NOT CURRENTLY ASSIGNED: 

The following parameters can be controlled by electing to customize settings:

The number of particles (default setting is 30, maximum is 1000).

The number of different particle types (more than 9 different particle types is not recommended because of restricted number of colors).

The speed factor that determines how fast the particles move across the screen. If the speed factor is too great, particles may occasionally (or frequently, depending on how great) miss collisions. This is not a big problem unless data is being taken that assumes no 'misses'.

The radius of a particle (default radius is 1% the width of the square viewing area).

The proximity of the centers of the particles within which collision will occur (default is 5 particle radii). A greater value here will result in more collisions, other parameters being equal.

The minimum and maximum speeds defining a speed 'window'. Any particle whose speed is in this 'window' will be colored bright yellow. This range of speeds will be indicated by a yellow rectangle on one of the graphs.

Whether all the particles leave 'tracks' or not. The last two particles usually leave 'tracks'.

The number of iterations before the screen is cleared and the various graphs are updated.
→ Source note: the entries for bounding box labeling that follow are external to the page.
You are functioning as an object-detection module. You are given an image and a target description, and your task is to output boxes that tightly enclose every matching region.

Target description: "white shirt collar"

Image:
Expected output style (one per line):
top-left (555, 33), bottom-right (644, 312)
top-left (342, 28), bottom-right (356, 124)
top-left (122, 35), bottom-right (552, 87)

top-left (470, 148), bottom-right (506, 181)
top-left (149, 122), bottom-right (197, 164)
An iteration consists of the calculation and display of the position of every particle. A fairly small number allows the viewer to observe the evolution of the graphs, while a somewhat greater number permits observation of a significant number and variety of particle 'tracks'. If the number is too great the particle 'tracks' will be obscured.

The last two particles specified will have velocities indicated onscreen; the last of these particles will be sampled to obtain the velocity distribution shown at the right of the screen.